After the ceremony Azul’s designer Michael Kiesling ist hard to get ahold of in the press room. He shows up for a handful of interviews, but later and much to the disappointment of podcasters, bloggers and YouTubers, he has practically disappeared. It’s not quite clear why. Maybe he doesn’t like this level of attention. Maybe breakfast didn’t agree with him. But as the first board game media people are packing up to get on their hour-long drives back home, others stay behind and digest the experience. Members of established media are rubbing shoulders with what are effectively unpaid interns. Of course there’s a little bit of resentment bubbling to the surface, when some grab all the review copies they can, take a few bites from the open buffet and then hurry out the door again. It’s a very specific kind of conflict within this hobby that surfaces here. One that puts any cooperation between publisher and reviewer on par with fraud, if reviews do not explicitly mention the use of a free review copy. Even being present at an event like this one makes people anxious that there might be reviewers and publishers are somehow in cahoots. Or that there is some kind of insider circle of cool people that purposefully keep out others. As board gamers this kind of exclusionary clique behaviour is something of a sore spot. You can always obsess over it and grow bitter.

Or you can just let go of all that baggage and see that this is all about celebrating a product that allows people to learn about each other, as Matt Leacock puts it. Or that lets your work as a reviewer lead you to meet one of your closest friends, as Martin Klein has experienced it. Games may be about emotions, but play is about people. Every interaction, be it at the table, at an event like this one, in an interview or in online comments is an opportunity to connect with somebody.

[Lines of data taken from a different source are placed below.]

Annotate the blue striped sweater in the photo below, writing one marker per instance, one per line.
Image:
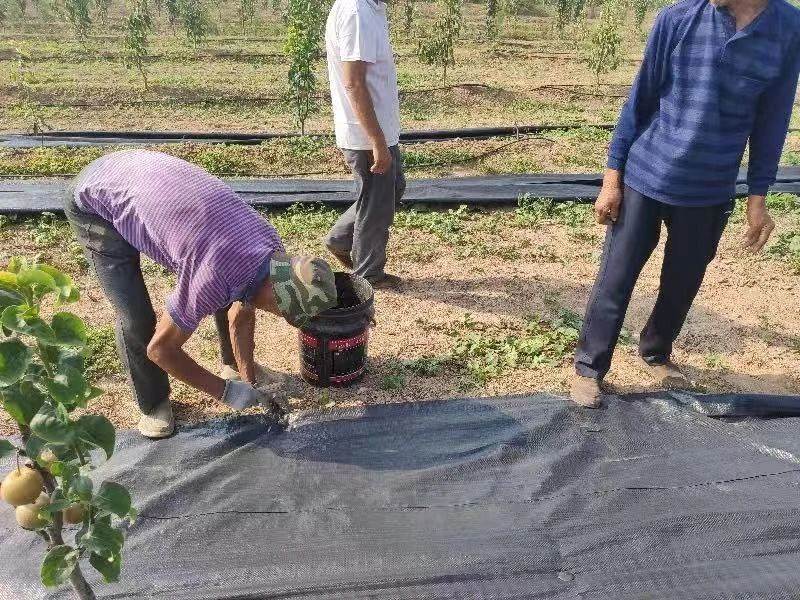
(703, 91)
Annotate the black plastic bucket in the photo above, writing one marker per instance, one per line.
(333, 346)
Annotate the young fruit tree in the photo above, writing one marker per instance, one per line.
(173, 8)
(305, 22)
(247, 13)
(136, 43)
(195, 21)
(409, 11)
(437, 47)
(78, 15)
(604, 51)
(494, 13)
(568, 11)
(102, 7)
(42, 383)
(25, 77)
(640, 8)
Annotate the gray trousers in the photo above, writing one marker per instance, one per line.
(118, 269)
(363, 230)
(693, 235)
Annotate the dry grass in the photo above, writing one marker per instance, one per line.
(484, 274)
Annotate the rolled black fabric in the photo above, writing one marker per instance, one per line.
(523, 497)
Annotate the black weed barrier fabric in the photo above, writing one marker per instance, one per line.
(36, 196)
(524, 497)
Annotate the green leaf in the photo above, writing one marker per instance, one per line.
(27, 322)
(58, 565)
(9, 296)
(14, 265)
(63, 470)
(49, 427)
(22, 401)
(113, 498)
(103, 540)
(97, 431)
(70, 388)
(39, 282)
(15, 357)
(69, 330)
(109, 568)
(51, 509)
(6, 448)
(82, 487)
(65, 289)
(34, 448)
(8, 280)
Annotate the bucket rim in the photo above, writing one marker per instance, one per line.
(360, 307)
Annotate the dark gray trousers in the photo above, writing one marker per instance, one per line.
(363, 230)
(118, 269)
(693, 236)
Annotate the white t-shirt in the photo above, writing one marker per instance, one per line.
(359, 30)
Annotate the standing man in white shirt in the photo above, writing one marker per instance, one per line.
(366, 110)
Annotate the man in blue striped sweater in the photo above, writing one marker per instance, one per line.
(716, 75)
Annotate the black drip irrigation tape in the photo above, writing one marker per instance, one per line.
(105, 138)
(236, 100)
(38, 196)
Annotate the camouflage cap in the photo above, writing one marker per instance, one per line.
(303, 286)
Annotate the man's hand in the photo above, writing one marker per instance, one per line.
(759, 224)
(381, 160)
(606, 208)
(240, 394)
(354, 75)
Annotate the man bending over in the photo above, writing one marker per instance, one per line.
(227, 259)
(716, 74)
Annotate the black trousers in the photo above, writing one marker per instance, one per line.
(693, 236)
(117, 266)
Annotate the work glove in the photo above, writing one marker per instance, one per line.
(240, 394)
(264, 376)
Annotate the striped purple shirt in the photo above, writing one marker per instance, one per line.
(186, 220)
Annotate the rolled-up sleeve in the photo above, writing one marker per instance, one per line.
(357, 40)
(642, 101)
(771, 127)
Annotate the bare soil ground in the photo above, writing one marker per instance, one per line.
(483, 275)
(479, 286)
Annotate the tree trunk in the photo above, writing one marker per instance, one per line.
(79, 583)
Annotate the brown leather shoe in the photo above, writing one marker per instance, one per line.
(385, 282)
(669, 376)
(586, 391)
(342, 256)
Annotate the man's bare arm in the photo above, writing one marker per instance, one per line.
(242, 319)
(166, 350)
(355, 83)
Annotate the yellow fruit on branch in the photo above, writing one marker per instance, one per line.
(47, 456)
(21, 486)
(28, 514)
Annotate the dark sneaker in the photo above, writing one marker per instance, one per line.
(384, 282)
(586, 391)
(669, 376)
(342, 256)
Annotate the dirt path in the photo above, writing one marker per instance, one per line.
(481, 276)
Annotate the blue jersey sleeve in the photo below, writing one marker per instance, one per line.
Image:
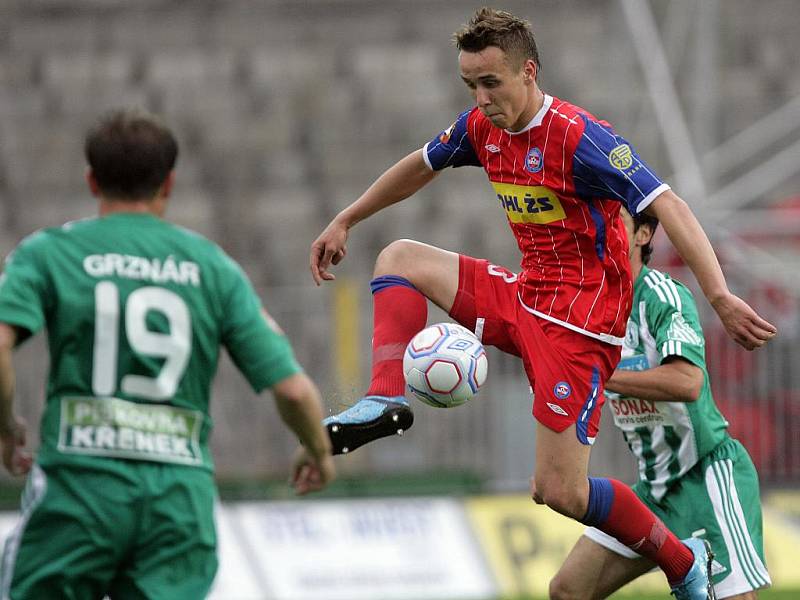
(605, 166)
(451, 147)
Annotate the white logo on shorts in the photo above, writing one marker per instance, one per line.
(557, 409)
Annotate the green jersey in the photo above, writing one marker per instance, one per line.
(668, 438)
(136, 310)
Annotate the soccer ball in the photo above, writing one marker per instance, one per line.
(445, 365)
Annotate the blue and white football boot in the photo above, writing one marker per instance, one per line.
(697, 583)
(369, 419)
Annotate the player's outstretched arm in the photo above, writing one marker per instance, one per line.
(16, 458)
(397, 183)
(741, 322)
(300, 408)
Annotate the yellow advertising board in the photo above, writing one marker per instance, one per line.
(525, 544)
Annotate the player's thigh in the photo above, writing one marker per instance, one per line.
(730, 483)
(568, 371)
(73, 532)
(592, 571)
(433, 271)
(561, 470)
(175, 557)
(486, 303)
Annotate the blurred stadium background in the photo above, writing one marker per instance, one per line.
(287, 110)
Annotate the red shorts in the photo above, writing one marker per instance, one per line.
(567, 369)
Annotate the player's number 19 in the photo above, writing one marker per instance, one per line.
(174, 347)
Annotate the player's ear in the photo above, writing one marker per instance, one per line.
(529, 71)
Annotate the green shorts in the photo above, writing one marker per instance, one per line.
(719, 500)
(144, 530)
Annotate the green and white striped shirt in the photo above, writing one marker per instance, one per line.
(668, 438)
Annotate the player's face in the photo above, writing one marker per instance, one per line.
(503, 92)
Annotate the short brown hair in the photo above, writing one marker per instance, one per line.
(491, 27)
(131, 153)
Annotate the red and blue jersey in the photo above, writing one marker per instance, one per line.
(561, 181)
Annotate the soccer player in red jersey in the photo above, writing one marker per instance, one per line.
(561, 176)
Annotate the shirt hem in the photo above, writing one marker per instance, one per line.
(603, 337)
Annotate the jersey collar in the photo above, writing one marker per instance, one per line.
(537, 118)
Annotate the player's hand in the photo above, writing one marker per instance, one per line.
(743, 323)
(16, 458)
(328, 249)
(309, 475)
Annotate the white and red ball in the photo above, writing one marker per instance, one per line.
(445, 365)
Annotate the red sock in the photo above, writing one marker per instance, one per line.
(635, 525)
(400, 311)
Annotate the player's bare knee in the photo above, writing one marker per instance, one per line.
(561, 589)
(396, 259)
(561, 497)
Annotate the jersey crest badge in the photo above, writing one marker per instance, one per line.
(557, 409)
(444, 137)
(534, 162)
(681, 331)
(562, 390)
(621, 157)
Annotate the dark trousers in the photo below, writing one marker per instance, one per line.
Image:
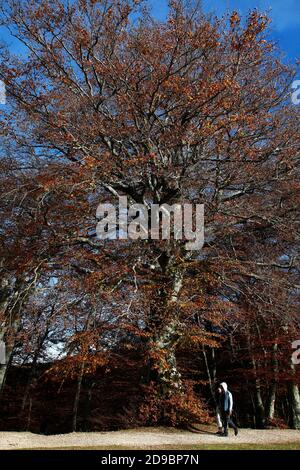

The Spiel des Jahres award is a professional milestone for an author and a publisher. For board game media people it’s a chance to network and allow for better coverage in the future. But for the gamer in each of us this award is a focal point. Three nominees that you can show to the uninitiated. Games that you can enjoy, think about and even argue over. Because they are a figurehead and an invitation to this hobby.

So when are you and I going to sit down for a game?